Nivolumab Plus Axitinib in Patients With Anti-PD1 Refractory Advanced Melanoma

Inclusion Criteria

• Have unresectable (stage III) or advanced (stage IV) cutaneous or mucosal melanoma. Patients with uveal melanoma are not eligible.
• Progressed on prior anti-PD1 therapy with or without anti-CTLA4 therapy. Patients may have progressed in the adjuvant setting if treated within the last 6 months. Prior treatment with BRAF/MEK inhibitors permitted, however, not required. Progression must be radiographic, and progression of disease will be confirmed by a radiologist. Patients must have progressed during anti-PD-1 therapy, defined as unequivocal progression on or within 3 months of the last dose of anti-PD-1 therapy if treated in the metastatic setting, or within 6 months if treated in the adjuvant setting.
• Have measurable disease based on RECIST 1.1.
• Patients do not have to have biopsiable disease to be eligible. However, patients with biopsiable disease must undergo biopsy at study entry and at week 12.
• Have a performance status of 0 or 1 on the ECOG Performance Scale.

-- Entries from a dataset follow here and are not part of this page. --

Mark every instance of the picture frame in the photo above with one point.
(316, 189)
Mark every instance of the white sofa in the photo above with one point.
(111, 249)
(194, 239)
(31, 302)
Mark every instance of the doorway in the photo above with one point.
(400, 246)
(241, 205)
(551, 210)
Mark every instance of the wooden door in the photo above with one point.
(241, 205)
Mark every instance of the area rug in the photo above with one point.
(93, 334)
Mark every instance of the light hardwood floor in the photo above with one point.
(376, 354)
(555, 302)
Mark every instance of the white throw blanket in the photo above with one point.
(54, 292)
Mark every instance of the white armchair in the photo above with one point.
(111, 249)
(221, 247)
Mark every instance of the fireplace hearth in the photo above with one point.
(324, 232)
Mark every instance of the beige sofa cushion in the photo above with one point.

• Demonstrate adequate organ function, per protocol
• Patients with brain metastases are permitted if they are asymptomatic or previously treated with CNS directed therapy with stable CNS disease for at least 2 weeks. Stable is defined as asymptomatic or not progressing on imaging.

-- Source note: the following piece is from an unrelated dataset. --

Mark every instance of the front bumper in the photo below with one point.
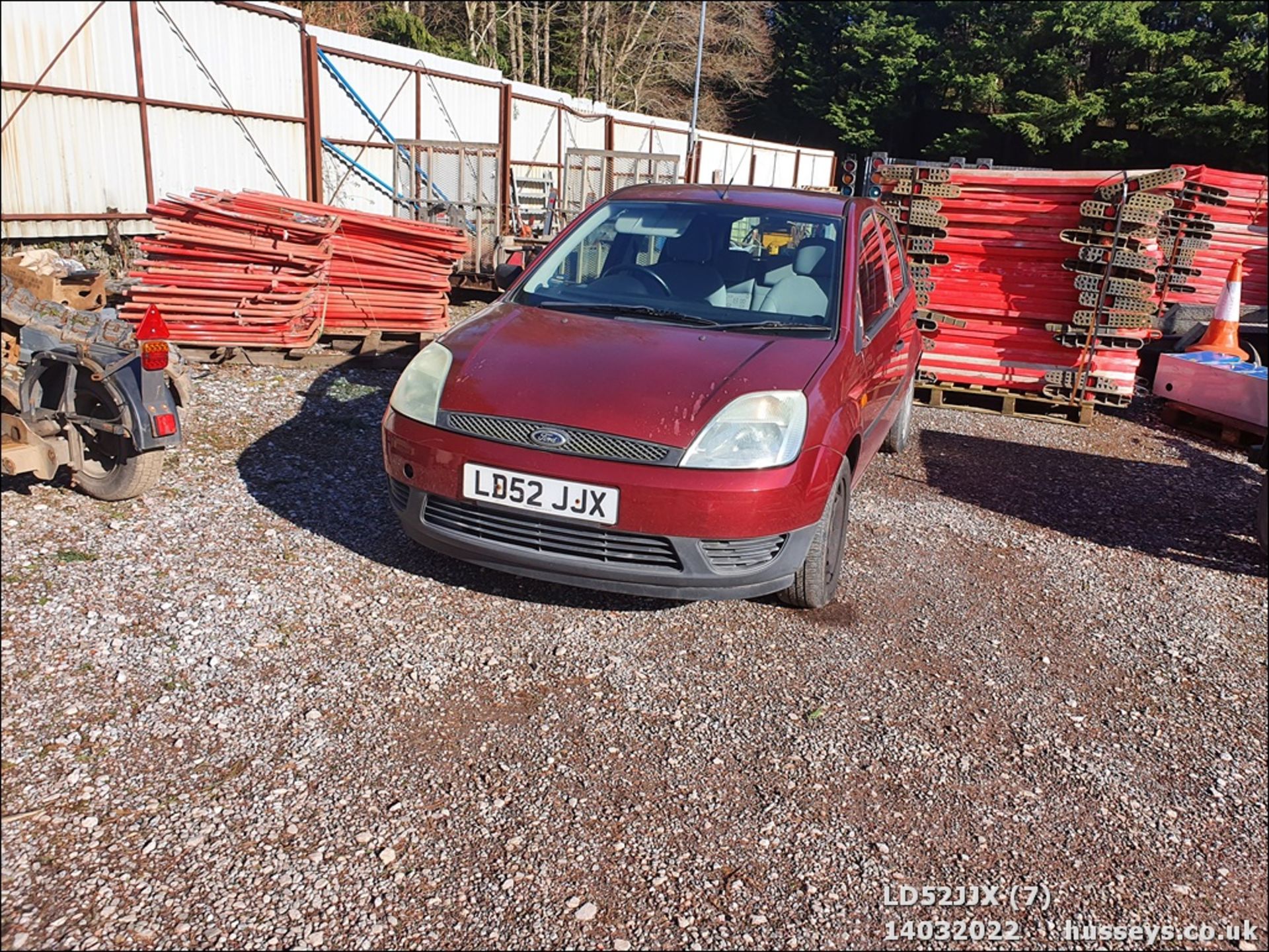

• Female patients of childbearing potential - negative pregnancy testing; use of birth control, surgically sterile or abstain from heterosexual activity during study and for 5 months after the last dose of study medication.

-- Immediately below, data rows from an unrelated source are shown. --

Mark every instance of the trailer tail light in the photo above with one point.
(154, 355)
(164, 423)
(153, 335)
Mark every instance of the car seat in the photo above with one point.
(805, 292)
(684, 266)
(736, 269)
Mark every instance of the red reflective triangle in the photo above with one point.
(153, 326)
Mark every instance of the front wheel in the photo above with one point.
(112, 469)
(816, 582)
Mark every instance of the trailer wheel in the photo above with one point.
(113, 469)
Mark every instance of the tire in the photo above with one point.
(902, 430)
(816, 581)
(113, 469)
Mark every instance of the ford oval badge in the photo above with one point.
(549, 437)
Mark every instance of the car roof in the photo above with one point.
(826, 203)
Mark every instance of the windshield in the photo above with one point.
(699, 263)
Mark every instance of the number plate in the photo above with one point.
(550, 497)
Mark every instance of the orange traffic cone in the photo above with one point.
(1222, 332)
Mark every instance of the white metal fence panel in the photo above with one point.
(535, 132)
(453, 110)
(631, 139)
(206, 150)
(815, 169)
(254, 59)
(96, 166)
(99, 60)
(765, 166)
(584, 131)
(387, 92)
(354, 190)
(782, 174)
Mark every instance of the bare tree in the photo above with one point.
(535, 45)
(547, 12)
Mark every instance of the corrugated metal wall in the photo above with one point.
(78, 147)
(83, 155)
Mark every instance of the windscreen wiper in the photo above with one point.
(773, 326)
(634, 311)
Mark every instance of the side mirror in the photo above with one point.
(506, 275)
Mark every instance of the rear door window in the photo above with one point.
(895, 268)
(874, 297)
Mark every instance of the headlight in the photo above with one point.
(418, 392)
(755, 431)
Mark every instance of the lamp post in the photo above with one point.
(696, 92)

• Male subjects - agree to use an adequate contraception starting with the first dose of study therapy through 7 months after the last dose of study therapy; abstinence acceptable

Exclusion Criteria

• Prior history of Grade 3 or 4 immune-related adverse events or immune-related adverse events requiring discontinuation of prior therapies.
• History of hypertensive crisis or hypertensive encephalopathy.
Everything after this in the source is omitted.